WWF will recommend consumers in Germany, Austria, Switzerland, Belgium, Norway, and Demark to continue buying Vietnamese tra fish products, WWF global seafood coordinator Mark Powell told the media after the meeting among WWF, the Vietnam Association of Seafood Exporters and Producers (VASEP), the Vietnam Fisheries Association and the General Directorate of Fisheries.

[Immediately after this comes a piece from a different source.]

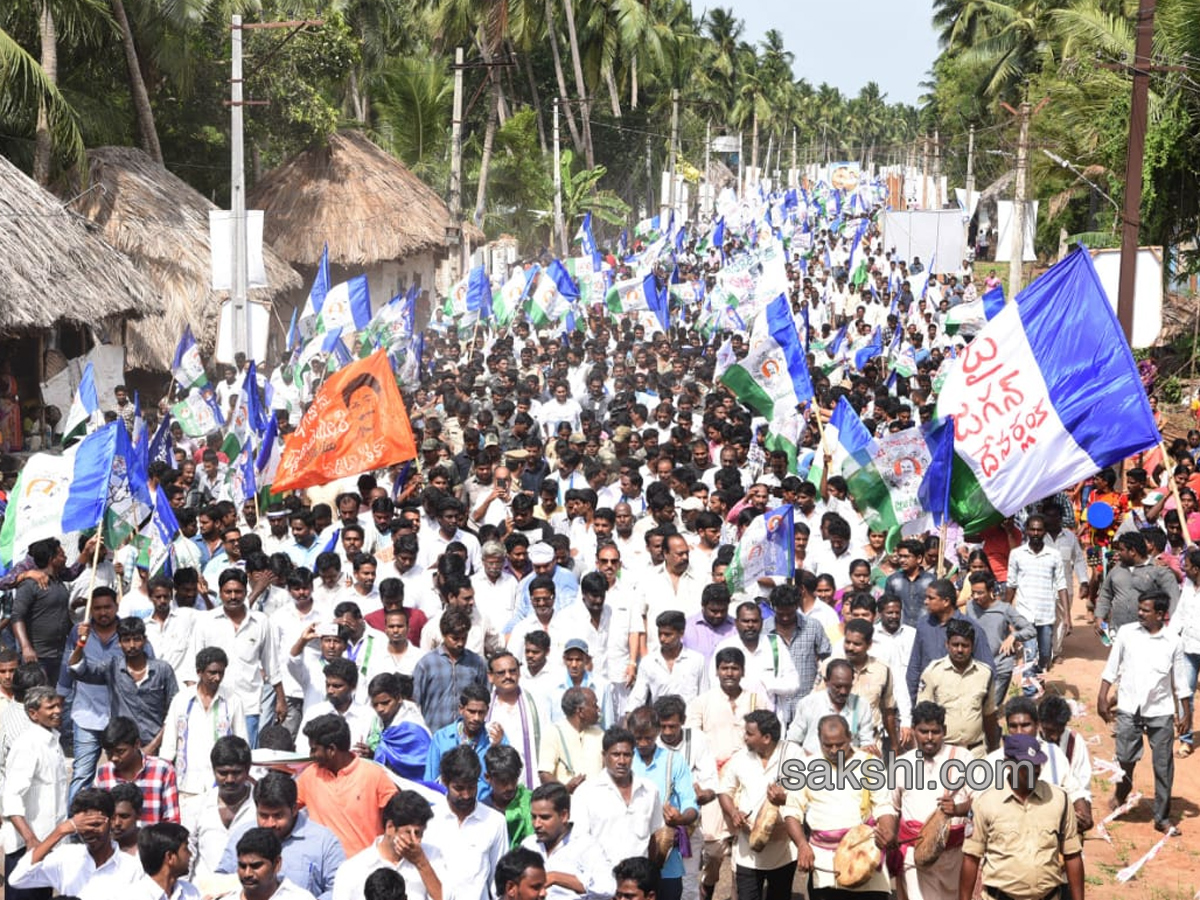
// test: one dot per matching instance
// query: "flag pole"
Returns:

“We agree with Vietnam that the country’s catfish industry has a bright future”.

The past incident, as Powell said, is just “disagreement within family”, and it will not affect the cooperation between Vietnam and WWF.

The WWF delegation will meet with the Ministry of Agriculture and Rural Development Thursday to discuss future cooperation with Vietnam in fisheries, but they would not carry out a field study in Can Tho – the country’s major catfish farming hub.

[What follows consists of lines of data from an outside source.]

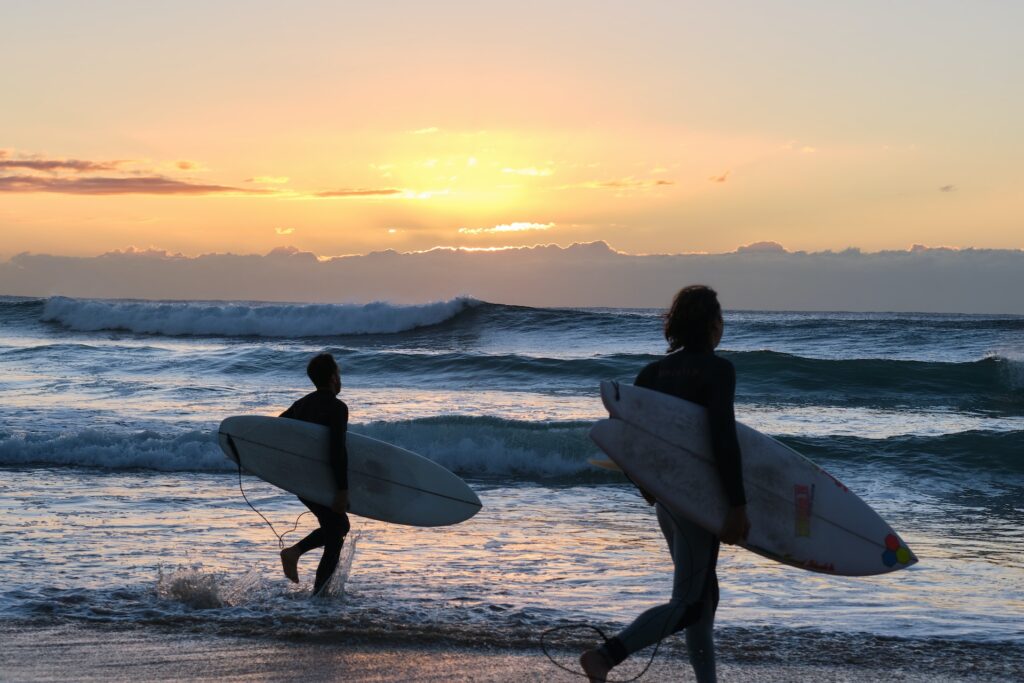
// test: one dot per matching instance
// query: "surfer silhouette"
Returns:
(323, 407)
(690, 371)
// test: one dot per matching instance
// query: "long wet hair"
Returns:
(321, 369)
(691, 319)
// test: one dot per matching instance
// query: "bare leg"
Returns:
(595, 665)
(290, 562)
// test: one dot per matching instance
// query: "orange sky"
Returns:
(657, 127)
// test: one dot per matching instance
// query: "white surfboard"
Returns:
(385, 482)
(800, 514)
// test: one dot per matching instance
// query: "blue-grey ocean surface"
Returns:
(118, 508)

But we will return to Vietnam as soon as possible for a clearer study about Vietnam tra fish farming and processing, Powell added.

VASEP deputy chairman Nguyen Huu Dung appreciated WWF’s timely and accurate response and cooperative attitude. Meanwhile, Pham Anh Tuan, deputy head of the General Directorate of Fisheries, said they already had a frank talk together

Article posted by VietNamNet on the same topic

Mark Powell, head of the WWF International Global Seafood Programme, has admitted WWF made mistake at a meeting held today with the General Department of Fisheries, Vietnam Association of Seafood Exporters & Producers (VASEP). He also pledged to immediately remove the fish from the red list and encourage European consumers to continue buying the fish.

Opening the meeting, vice chairman of VASEP, Nguyen Huu Dung, continued to stress that WWF’s putting Vietnam’s tra fish on the consumer’s red list warning people in six European countries was not a proper assessment.

Dung pointed out the results provided recently by WWF were not transparent and appropriate.

Replying to Dung’s statement, the WFF representative officially admitted responsibility, saying that it was his fault for announcing the inaccurate information. He noted, however, that it may take some time to remove the fish from the list.

Deputy head of the General Department of Fisheries, Pham Anh Tuan, immediately challenged Mark Powell’s statement, saying that WWF’s mistake has greatly affected the lives of Vietnamese fishermen and led to indignation among local people. “In any case, the WWF must remove tra fish from the list immediately,” he stressed.

Faced with strong evidence and convincing arguments from Vietnam, WWF’s Mark Powell agreed to switch the fish to the list titled “On the way to sustainable development”. He also promised to help Vietnam get the fish onto the list of “Sustainable development”.

Agreeing with Mark Powell’s idea, Dung said that putting tra fish to the “sustainable development” list is also the aim of Vietnam and the country is now trying for that. Dung added that Vietnam and WWF can cooperate in building a trademark for Vietnamese tra fish to guarantee its sustainable development.

After the meeting, Pham Anh Tuan invited Mark Powell and other WWF representatives to visit some tra breeding farms.

As scheduled, WWF representatives will meet with Vietnam representatives again on December 16 to seek an agreement in making tra fish a product of sustainable development on the world market.